Sunday, September 29, 2013

Star Trek The Animated Series: Episode 4: "The Lorelei Signal"

Investigating a series of mysterious disappearances of starships in an uncharted sector of space over the previous one hundred and fifty years, the Enterprise intercepts an odd sub-space radio signal that has a disturbing effect on the male members of the crew, who respond to it as a summons.   Following the signal to the second planet of the Taurean system, Kirk, Spock, McCoy and a redshirt named Carver (don't worry about him too much, this is Saturday morning kids' TV, after all, so he actually makes it through the episode alive) soon find themselves captured by the all female inhabitants of the planet.  Meanwhile, under the influence of a probe originating on the planet below, the men remaining on board the ship grow increasingly weak and lethargic.  Lt. Uhura steps away from the communications panel to assume command of the ship and lead an all female landing party to the planets surface to rescue Kirk and the others.
According to The Star Trek Compendium, NBC's advance publicity for the second season of the original Star Trek promised fans episodes focusing on secondary characters Sulu, Scotty, and Uhura.  I have no idea if such spotlights were ever considered, but the fact is that they never made it to air.  Uhura remains to this day the least developed of the core Trek cast.  She wasn't even granted a first name until J.J. Abrams' 2009 Star Trek film.  Notwithstanding the three episodes where she got to sing, "The Lorelei Signal" is the  closest thing to the promised spotlight on Uhura that Star Trek ever gave us.
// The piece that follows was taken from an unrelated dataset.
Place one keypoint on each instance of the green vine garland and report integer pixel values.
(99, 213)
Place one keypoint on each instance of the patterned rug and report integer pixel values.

In the Wikipedia entry on this episode, it is stated that Nichelle Nichols considers "The Lorelei Signal" her favorite Star Trek episode.  That's certainly understandable, for while its not quite the Uhura spotlight she or fans of her character may have hoped for, it is one of the few episodes in which she got to do more than just sit at her station on the bridge repeating her signature line, "Hailing frequencies open, Captain."
In addition to this episode, writer Margaret Armen worked on three installments of the original series, "The Gamesters of Triskelion", "The Paradise Syndrome," and "The Cloud Minders," none of which are likely to appear on anybody's list of Trek's best episodes.  Its not that they're bad, per se, but that in a series capable of such excellence as "City on the Edge of Forever," "Journey to Babel," and "The Menagerie," and others, they're just a little bit disappointing.  "The Lorelei Signal" is actually rather mediocre, coming off more like a 1950's B-movie rather than an episode of Star Trek, and would ultimately be utterly forgettable without the Uhura sub-plot.